Les quotas de chasse ont été réduits. Trop tardivement ? En 2015, Chris Eyre, ancien directeur du bureau de la faune de la région de Kunene, avait tiré la sonnette d’alarme en réclamant que la chasse soit suspendue sous peine de mettre en péril les capacités de reconstitution de ces rares espèces adaptées aux conditions extrêmes du désert. Il n’était pas le seul à s’inquiéter. Christiaan Bakkes, autre vétéran des conservancies, alertait sur les dérives du shoot and sell (« abattre et vendre »), une catégorie de permis de chasse accordés pour servir la demande des boucheries et remplir les caisses des communautés. Joint par mail, le guide sud-africain explique qu’à la suite de ses déclarations il a été contraint de démissionner et a quitté la Namibie en 2018. Pour autant, le débat n’est pas terminé et d’autres enquêtes ont plus récemment continué de questionner le bilan de ce modèle de conservation si prometteur sur le papier.

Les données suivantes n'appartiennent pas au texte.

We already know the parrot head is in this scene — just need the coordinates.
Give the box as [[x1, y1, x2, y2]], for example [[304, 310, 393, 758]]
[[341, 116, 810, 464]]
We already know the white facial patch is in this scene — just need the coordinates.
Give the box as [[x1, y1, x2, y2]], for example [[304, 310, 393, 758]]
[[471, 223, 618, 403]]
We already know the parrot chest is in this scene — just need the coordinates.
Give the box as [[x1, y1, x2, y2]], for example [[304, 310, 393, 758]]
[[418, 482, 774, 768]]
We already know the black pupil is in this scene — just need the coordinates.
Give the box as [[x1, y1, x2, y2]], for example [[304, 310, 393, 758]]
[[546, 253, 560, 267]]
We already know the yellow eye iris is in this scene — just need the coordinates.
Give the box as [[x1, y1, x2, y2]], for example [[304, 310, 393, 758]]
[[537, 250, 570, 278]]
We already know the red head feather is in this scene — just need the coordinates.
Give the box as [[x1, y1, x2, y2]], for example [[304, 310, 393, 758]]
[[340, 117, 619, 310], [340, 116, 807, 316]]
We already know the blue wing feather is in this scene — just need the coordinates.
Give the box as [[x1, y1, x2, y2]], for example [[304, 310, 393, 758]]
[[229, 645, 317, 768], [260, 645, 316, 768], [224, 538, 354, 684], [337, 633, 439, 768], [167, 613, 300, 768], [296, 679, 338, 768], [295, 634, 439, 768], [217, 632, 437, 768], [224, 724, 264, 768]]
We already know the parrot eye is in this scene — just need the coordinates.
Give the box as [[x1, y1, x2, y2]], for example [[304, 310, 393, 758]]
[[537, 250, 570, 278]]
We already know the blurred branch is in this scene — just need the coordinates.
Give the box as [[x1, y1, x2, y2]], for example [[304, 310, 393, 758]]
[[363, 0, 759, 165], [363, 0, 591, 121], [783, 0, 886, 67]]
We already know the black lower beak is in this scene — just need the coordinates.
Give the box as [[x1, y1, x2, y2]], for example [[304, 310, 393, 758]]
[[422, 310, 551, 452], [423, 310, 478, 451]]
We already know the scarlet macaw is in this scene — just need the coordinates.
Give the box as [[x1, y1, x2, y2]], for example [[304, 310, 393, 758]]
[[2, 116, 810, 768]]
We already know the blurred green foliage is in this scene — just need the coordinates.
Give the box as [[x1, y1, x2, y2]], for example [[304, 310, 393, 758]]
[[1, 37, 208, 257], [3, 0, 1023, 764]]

A Windhoek, Maxi Pia Louis, la directrice de Nacso, garde le cap en rappelant les presque trente années d’efforts fournis auprès des communautés. « Ce n’est pas un modèle parfait. Nous apprenons avec le temps et nous n’avons jamais prétendu qu’il pourrait seul résoudre le problème de la pauvreté », plaide-t-elle. Cette personnalité incontournablerevient d’une tournée en Europe, où elle s’est efforcée de convaincre ses interlocuteurs de ne pas suivre la décision du Royaume-Uni d’interdire l’importation des trophées de chasse : « Nous vivons depuis toujours avec la faune sauvage, et sa gestion nous appartient. Personne ne devrait prétendre décider à notre place. Croire qu’interdire la chasse aux trophées sauvera la faune est une erreur car, quand les revenus de la chasse auront disparu, le braconnage prendra sa place. »

Sécheresse, chasse, braconnage… Quelle qu’en soit la cause, Maxi Pia Louis en convient : « Il n’y a plus assez d’animaux à Kunene. » Au milieu de ces étendues infinies, leurs silhouettes familières semblent s’être évanouies.